This week, the Open Source Summit North America is being held in Vancouver.
The celebration of the open source community is being held by the Linux Foundation. It has the backing of numerous influential participants in the market, as seen by the news that was released at the event from AWS, Meta, and other sources.
You may use clear policies and the Cedar language to set permissions in your applications. Application teams can separate access control from application logic by utilising Cedar. It was created utilising verification-guided development, which guarantees Cedar is accurate and safe. It supports both attribute-based and role-based access control.
The SDKs for the language, which include libraries for developing and analysing policies, are also made available. By making the language open source, AWS intends to encourage greater innovation in the field of fine-grained access management and increase everyone’s access to access control.
AWS claims that in order for current fuzzing techniques to be effective, huge codebases must be refactored. Targets can undergo fuzz testing with little to no changes thanks to the new Snapchange framework.

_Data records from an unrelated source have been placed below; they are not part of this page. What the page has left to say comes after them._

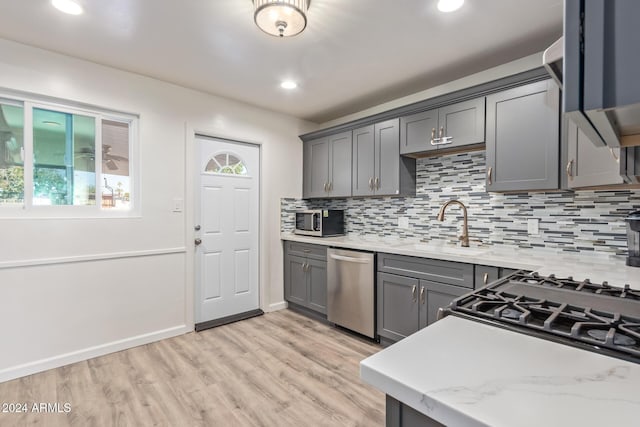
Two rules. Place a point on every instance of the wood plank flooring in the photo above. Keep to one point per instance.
(280, 369)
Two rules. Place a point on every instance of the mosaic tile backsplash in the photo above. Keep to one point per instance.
(590, 221)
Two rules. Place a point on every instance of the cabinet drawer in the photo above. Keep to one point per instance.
(453, 273)
(305, 250)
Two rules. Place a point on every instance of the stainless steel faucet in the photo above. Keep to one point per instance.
(465, 228)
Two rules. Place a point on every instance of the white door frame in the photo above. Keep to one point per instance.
(191, 180)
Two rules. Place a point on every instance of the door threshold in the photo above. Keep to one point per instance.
(229, 319)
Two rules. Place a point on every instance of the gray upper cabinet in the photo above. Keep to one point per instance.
(446, 128)
(387, 158)
(461, 124)
(415, 132)
(315, 168)
(377, 167)
(589, 165)
(327, 166)
(523, 138)
(363, 170)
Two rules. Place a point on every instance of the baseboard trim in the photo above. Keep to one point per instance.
(229, 319)
(89, 353)
(277, 306)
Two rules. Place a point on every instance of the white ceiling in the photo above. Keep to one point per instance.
(354, 54)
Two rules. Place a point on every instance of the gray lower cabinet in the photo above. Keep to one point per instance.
(315, 175)
(399, 313)
(589, 165)
(445, 128)
(400, 415)
(327, 166)
(411, 290)
(305, 277)
(523, 139)
(434, 296)
(377, 168)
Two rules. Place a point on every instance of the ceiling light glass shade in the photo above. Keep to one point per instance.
(67, 6)
(281, 18)
(449, 5)
(288, 84)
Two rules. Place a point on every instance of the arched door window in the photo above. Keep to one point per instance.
(226, 163)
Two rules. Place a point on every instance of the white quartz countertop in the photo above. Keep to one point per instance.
(464, 373)
(596, 267)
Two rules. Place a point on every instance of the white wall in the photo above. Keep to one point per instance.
(106, 284)
(504, 70)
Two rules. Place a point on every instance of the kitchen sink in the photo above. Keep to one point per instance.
(446, 249)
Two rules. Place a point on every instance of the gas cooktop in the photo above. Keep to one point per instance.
(592, 316)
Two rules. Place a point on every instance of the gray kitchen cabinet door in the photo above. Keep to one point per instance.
(340, 152)
(363, 171)
(315, 168)
(295, 280)
(434, 296)
(589, 165)
(485, 275)
(387, 163)
(398, 309)
(461, 124)
(523, 140)
(416, 131)
(317, 285)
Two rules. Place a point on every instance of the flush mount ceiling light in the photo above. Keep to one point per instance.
(449, 5)
(67, 6)
(288, 84)
(281, 18)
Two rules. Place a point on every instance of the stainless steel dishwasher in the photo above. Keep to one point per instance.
(350, 289)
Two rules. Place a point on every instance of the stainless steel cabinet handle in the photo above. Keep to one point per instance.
(570, 169)
(348, 259)
(613, 154)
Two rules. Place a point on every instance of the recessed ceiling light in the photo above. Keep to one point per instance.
(449, 5)
(288, 84)
(67, 6)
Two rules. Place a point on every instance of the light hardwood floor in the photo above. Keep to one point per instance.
(280, 369)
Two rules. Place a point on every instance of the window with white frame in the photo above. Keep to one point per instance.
(58, 159)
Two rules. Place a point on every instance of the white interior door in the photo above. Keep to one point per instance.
(228, 207)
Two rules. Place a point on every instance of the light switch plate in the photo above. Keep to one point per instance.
(178, 205)
(403, 222)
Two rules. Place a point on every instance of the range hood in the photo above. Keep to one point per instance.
(600, 69)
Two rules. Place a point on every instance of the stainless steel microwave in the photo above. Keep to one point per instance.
(320, 222)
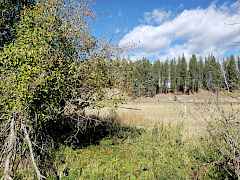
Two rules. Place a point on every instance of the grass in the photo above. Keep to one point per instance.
(160, 153)
(171, 144)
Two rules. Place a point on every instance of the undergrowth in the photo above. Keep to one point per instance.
(159, 153)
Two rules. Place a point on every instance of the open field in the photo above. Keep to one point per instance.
(164, 148)
(191, 110)
(170, 142)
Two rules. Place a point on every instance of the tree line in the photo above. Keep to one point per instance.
(146, 78)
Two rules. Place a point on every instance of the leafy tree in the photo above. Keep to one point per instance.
(42, 73)
(10, 14)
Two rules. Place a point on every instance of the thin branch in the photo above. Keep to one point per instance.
(39, 176)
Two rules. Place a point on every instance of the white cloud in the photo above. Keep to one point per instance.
(117, 31)
(157, 16)
(200, 31)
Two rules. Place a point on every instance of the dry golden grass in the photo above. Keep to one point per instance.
(193, 110)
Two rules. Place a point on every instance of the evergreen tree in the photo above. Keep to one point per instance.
(213, 74)
(201, 72)
(193, 74)
(231, 73)
(182, 68)
(173, 75)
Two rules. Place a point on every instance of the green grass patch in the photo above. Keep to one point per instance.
(159, 153)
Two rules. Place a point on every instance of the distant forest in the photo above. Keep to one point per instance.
(179, 75)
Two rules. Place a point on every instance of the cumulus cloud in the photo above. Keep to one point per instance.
(157, 16)
(199, 31)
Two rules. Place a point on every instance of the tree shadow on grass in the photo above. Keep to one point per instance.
(80, 132)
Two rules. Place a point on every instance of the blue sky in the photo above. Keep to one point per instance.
(120, 20)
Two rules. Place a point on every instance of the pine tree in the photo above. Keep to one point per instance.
(173, 75)
(213, 74)
(182, 67)
(231, 73)
(193, 74)
(201, 72)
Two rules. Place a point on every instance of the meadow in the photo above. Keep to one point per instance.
(159, 138)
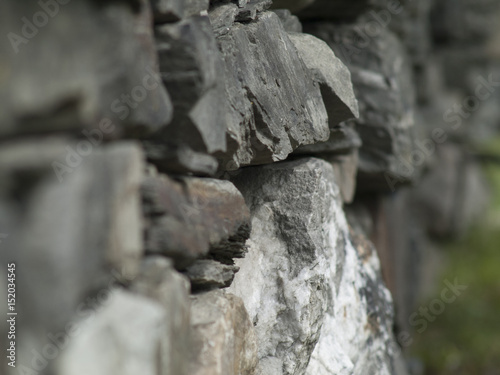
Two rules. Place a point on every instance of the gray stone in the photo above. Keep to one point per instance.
(108, 82)
(297, 278)
(249, 11)
(332, 76)
(168, 10)
(274, 104)
(123, 336)
(195, 7)
(341, 10)
(159, 281)
(180, 159)
(382, 83)
(191, 67)
(209, 274)
(191, 216)
(343, 140)
(291, 23)
(293, 5)
(67, 233)
(452, 195)
(224, 338)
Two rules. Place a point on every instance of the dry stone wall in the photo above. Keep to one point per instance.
(212, 187)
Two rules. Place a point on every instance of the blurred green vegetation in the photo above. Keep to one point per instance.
(465, 339)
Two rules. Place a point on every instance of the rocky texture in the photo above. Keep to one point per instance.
(466, 21)
(94, 85)
(191, 216)
(331, 75)
(266, 78)
(123, 336)
(168, 10)
(224, 336)
(383, 86)
(191, 68)
(247, 88)
(160, 282)
(303, 279)
(67, 234)
(210, 274)
(251, 9)
(456, 173)
(290, 23)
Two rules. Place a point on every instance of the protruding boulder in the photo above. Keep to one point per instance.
(189, 217)
(159, 281)
(224, 338)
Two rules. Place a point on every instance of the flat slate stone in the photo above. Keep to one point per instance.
(191, 217)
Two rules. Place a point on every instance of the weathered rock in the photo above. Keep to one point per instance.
(209, 274)
(293, 5)
(159, 281)
(345, 168)
(224, 338)
(465, 21)
(95, 85)
(249, 11)
(180, 159)
(302, 278)
(332, 76)
(191, 67)
(222, 17)
(344, 10)
(193, 216)
(450, 214)
(290, 23)
(343, 140)
(274, 105)
(168, 10)
(382, 83)
(66, 233)
(124, 336)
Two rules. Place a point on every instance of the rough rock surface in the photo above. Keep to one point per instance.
(274, 105)
(223, 335)
(67, 235)
(122, 337)
(209, 274)
(382, 83)
(93, 85)
(303, 278)
(159, 281)
(191, 216)
(332, 76)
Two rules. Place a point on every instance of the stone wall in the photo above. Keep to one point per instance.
(195, 187)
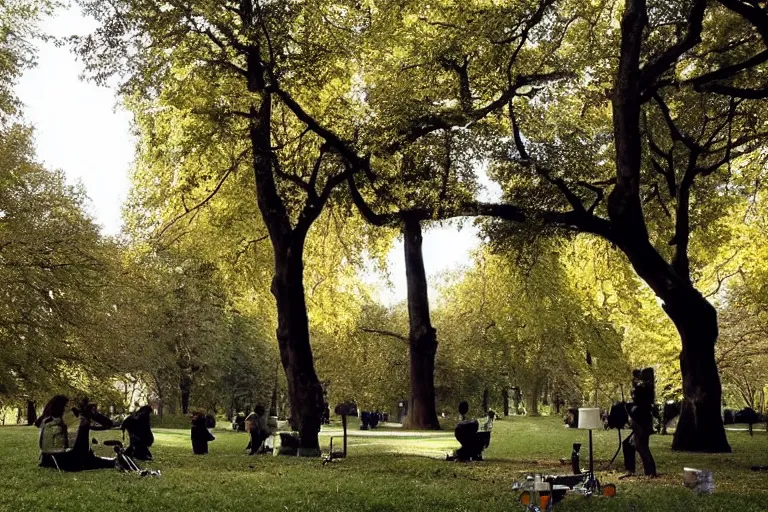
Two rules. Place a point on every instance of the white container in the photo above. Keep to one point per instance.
(589, 419)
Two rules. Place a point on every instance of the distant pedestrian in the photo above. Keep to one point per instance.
(256, 425)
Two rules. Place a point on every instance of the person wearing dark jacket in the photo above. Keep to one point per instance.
(56, 448)
(140, 435)
(200, 435)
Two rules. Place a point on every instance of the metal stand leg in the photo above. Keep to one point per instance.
(591, 483)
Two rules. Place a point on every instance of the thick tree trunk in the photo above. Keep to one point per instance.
(31, 412)
(505, 397)
(185, 386)
(533, 402)
(700, 427)
(422, 336)
(304, 389)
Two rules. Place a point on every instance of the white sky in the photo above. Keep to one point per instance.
(80, 129)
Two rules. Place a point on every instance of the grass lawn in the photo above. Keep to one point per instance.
(381, 473)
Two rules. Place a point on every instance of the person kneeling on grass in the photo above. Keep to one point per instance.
(256, 425)
(56, 448)
(200, 434)
(140, 435)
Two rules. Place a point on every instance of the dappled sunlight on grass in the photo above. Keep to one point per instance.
(380, 473)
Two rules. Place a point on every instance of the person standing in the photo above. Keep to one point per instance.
(56, 449)
(200, 435)
(256, 425)
(140, 435)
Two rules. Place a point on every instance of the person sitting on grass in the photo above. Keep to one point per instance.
(473, 440)
(256, 424)
(56, 448)
(140, 435)
(200, 434)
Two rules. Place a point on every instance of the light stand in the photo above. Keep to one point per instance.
(589, 419)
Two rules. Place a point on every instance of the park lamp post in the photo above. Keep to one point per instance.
(589, 419)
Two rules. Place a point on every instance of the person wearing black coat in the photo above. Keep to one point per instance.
(140, 435)
(200, 435)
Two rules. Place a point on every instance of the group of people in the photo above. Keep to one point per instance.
(58, 449)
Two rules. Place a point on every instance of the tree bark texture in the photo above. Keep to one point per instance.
(31, 412)
(422, 336)
(700, 427)
(304, 389)
(185, 385)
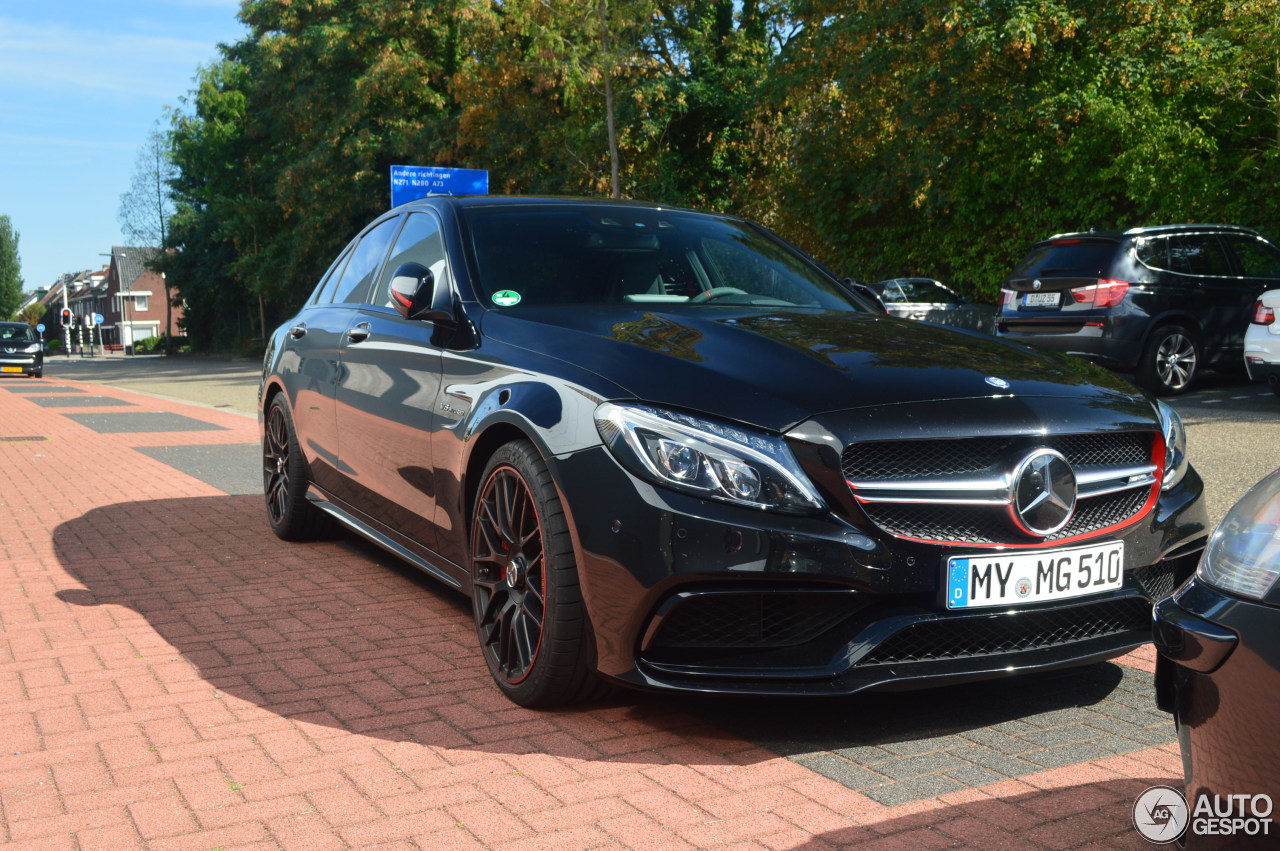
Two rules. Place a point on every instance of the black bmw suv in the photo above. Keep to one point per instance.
(667, 449)
(1161, 302)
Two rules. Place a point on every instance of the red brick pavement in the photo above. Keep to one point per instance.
(176, 677)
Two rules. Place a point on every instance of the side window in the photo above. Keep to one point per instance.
(1153, 251)
(1257, 259)
(324, 289)
(357, 278)
(894, 293)
(1197, 254)
(419, 242)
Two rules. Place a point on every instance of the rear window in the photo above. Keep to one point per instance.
(1068, 259)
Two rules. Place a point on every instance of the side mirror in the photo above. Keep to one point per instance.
(417, 294)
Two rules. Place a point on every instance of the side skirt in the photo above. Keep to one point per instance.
(383, 540)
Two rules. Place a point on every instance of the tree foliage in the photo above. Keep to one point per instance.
(10, 269)
(913, 137)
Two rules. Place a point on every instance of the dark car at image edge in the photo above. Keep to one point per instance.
(1162, 302)
(666, 449)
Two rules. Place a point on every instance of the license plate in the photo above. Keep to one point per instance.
(977, 581)
(1041, 300)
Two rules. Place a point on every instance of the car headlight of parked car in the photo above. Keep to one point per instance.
(1243, 557)
(1175, 444)
(707, 458)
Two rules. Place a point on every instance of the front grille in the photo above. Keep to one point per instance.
(894, 460)
(968, 637)
(991, 525)
(752, 620)
(908, 461)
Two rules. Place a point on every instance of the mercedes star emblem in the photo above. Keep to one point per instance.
(1043, 486)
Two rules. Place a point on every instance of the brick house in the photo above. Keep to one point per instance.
(129, 297)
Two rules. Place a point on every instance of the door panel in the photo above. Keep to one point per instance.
(385, 399)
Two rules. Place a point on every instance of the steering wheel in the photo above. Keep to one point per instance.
(716, 292)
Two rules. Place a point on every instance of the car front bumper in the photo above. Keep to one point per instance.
(21, 364)
(1220, 690)
(694, 595)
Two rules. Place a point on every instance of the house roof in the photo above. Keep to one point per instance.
(132, 262)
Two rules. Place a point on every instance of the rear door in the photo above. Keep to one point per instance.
(1217, 297)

Snapchange, which was created in Rust, allows programmers to create fuzzers that repeat snapshots of the physical memory in a KVM virtual machine. A bill of materials’ contents can be sent via the open source standard known as Software Package Data Exchange (SPDX). Currently, the Linux Foundation is hosting it.
With the inclusion of six new, distinctive profiles in RC 3.0 that are created for common use cases, SPDX is intended to more effectively meet the demands of the market. The specifications for security, licencing, AI, datasets, and software packaging build procedures are included in the profiles, which were developed based on community feedback. The Linux Foundation claims that the need for an international standard for supply chain security, which SPDX wants to be, was inspired by the European Cyber Resiliency Act and the United States’ executive order on cybersecurity.
OpenSSF just got $2.5 million from Google and $2.5 million from Microsoft through its Alpha-Omega Project. Additionally, Hitachi, Lockheed Martin, Salesforce, and SAP became full members, according to an announcement from OpenSSF. Omkhar Arasaratnam and Brian Behlendorf were both named as the foundation’s new general manager and chief technology officer, respectively.